Natural gas driving industrial development

The significant growth in Louisiana’s petrochemical and chemical industry is being driven by the ample supply of cheap natural gas in the Haynesville Shale in northwest Louisiana, an official with Chesapeake Energy said Thursday.

Kevin McCotter, a vice president of corporate development for Chesapeake who is based in Shreveport, said the Haynesville Shale contains 250 trillion cubic feet of natural gas. One cubic foot of natural gas is about the size of a basketball and provides enough energy to keep a hot water heater running for about an hour and 15 minutes.

“That’s one of the benefits of Haynesville, 250 trillion cubic feet of natural gas, 250 miles straight down a pipeline to the Gulf Coast,” said McCotter, who was one of the speakers at a BIC Alliance State of the Industry seminar held at Ashley Manor. About 100 people attended the seminar, which was sponsored by the BIC Alliance, which has offices in Baton Rouge and Houston and works to connect various industry groups.

Right now, there is about $62 billion in plant construction set to get underway in Lake Charles and along the Gulf Coast, McCotter said.

Earl B. Heard, the CEO and founder of BIC Alliance, said that amount of work “is almost like what happened in the late 1960s, when we had the industrial expansions up and down the Mississippi River and along the Houston ship channel.”

Along with the ample supply of natural gas, other factors are powering the petrochemical activity, said Tommy Kurtz, director of the Louisiana Department of Economic Development’s Business Expansion and Retention Group. A favorable tax and regulatory environment in Louisiana, political instability in the Middle East, the ongoing fiscal crisis in Europe and improved technology, such as geographic information sciences and horizontal drilling, are also playing a role.

One of the companies building on the Gulf Coast that was lured by the ample supply of natural gas is Methanex, a Canadian firm that is a major supplier of methanol.
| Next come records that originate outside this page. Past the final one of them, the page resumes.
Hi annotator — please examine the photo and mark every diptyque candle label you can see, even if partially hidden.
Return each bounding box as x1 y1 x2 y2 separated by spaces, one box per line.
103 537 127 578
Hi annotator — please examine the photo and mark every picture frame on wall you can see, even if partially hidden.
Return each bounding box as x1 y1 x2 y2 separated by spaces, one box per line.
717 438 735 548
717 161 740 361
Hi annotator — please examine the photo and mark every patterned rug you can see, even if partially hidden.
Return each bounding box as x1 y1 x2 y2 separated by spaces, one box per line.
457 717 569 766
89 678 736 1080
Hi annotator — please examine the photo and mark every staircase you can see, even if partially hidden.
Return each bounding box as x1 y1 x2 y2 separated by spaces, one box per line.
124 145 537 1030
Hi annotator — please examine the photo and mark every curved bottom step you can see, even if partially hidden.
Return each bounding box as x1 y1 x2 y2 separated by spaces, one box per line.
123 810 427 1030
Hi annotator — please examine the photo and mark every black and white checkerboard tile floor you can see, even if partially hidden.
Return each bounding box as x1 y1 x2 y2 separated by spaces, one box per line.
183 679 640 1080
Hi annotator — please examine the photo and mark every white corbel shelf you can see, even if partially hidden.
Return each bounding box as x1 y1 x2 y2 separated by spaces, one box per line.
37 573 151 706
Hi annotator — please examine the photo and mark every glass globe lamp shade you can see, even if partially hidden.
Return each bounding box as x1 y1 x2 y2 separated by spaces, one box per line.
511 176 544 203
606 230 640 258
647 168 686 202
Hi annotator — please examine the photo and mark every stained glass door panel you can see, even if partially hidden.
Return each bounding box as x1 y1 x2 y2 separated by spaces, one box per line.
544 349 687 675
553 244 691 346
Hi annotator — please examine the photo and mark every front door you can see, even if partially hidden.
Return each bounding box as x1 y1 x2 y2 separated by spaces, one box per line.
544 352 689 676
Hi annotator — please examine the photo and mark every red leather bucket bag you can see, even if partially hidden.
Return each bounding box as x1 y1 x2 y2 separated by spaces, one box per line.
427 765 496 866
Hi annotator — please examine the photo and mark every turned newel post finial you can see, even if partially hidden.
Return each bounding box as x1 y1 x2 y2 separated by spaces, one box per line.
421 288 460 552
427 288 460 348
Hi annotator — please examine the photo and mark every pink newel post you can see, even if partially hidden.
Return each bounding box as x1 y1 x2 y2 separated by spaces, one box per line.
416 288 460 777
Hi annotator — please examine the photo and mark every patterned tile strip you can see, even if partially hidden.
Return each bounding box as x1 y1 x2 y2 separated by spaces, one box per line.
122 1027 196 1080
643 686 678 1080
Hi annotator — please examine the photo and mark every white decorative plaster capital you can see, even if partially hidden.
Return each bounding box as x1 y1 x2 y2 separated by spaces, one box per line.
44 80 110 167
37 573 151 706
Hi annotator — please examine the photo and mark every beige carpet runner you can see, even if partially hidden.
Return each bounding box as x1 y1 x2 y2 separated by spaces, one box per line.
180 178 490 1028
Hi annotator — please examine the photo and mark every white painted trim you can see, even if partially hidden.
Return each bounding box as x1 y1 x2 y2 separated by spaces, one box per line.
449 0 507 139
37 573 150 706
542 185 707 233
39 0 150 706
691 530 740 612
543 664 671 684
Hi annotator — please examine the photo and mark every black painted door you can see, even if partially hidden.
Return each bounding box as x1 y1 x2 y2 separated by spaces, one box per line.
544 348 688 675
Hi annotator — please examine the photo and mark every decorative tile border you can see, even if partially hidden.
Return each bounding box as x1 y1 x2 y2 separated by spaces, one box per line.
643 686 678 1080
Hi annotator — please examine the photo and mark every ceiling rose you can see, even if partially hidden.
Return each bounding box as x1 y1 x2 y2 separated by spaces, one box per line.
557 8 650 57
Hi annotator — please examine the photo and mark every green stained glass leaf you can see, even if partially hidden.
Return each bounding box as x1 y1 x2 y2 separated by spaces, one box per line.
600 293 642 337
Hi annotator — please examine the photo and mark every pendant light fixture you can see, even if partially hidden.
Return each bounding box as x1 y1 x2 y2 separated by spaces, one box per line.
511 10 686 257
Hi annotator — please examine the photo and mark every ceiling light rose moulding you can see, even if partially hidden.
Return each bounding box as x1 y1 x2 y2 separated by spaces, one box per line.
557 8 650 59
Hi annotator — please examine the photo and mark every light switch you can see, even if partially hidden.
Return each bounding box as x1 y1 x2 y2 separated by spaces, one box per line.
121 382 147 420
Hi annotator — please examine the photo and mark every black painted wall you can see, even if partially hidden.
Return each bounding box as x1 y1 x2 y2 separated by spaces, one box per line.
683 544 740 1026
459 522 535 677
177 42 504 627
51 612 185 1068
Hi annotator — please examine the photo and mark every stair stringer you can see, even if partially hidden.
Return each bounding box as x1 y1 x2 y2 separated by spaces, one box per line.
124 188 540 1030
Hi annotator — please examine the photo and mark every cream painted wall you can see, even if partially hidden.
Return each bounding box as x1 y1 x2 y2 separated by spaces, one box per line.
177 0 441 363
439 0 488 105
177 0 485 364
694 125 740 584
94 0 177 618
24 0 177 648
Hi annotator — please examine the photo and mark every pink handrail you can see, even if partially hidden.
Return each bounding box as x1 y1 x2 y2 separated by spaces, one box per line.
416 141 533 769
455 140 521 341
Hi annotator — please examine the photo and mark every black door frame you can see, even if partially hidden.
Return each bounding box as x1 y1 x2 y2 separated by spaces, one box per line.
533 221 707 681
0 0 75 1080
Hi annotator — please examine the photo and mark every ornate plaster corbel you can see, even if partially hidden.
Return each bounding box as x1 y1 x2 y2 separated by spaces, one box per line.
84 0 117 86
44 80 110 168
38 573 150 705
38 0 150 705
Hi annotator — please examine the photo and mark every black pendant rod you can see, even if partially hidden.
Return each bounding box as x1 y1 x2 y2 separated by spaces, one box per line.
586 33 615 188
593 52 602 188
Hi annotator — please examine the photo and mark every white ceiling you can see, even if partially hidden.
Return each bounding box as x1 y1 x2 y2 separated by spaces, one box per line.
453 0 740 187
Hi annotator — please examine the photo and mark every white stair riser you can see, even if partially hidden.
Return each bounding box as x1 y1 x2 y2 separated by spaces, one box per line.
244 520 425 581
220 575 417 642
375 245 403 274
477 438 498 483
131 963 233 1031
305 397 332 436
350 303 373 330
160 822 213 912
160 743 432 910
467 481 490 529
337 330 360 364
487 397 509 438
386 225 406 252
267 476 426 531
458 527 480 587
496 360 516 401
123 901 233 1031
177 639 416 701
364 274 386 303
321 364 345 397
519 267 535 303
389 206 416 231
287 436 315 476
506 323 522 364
Methanol can be found in everything from windshield washer fluid to recyclable plastic bottles, plywood floors, paint, silicone sealants and synthetic fibers.

Methanex is spending $550 million to move a methanol plant from Chile to Geismar.

Glynn Fontenot, plant manager for Methanex in Geismar, said nearly 75 percent of the plant in Chile has been disassembled and stacked on a massive ship big enough to accommodate a 175-foot-tall distillation tower that is 10 feet in diameter.

That ship will travel 7,500 miles in the Atlantic Ocean into the Gulf of Mexico and up the Mississippi River to Geismar, where it will unload the plant parts to be reassembled. The first of two shipments should arrive in Geismar in July or August, with the second shipment arriving in the first quarter of 2014, Fontenot said. The plant is set to begin production by December 2014.

Chad Burke, president and CEO of the Economic Alliance Houston Port Region, a nonprofit group that works to attract economic development projects, said the cheap natural gas has changed the competitors for his region. Burke noted that a few months ago, natural gas was selling for $2.61 per thousand cubic feet in the U.S., compared with nearly $9 in the United Kingdom and more than $17 in Japan.

“Three, four and five years ago, we used to compete with Mexico, China and Asia for projects. The fear was we were mothballing facilities and they were being shipped overseas,” Burke said. “Now Louisiana is our biggest competitor. It’s a friendly rivalry between the two states because there’s a lot of work to go around. It’s a good time to be in the industry.”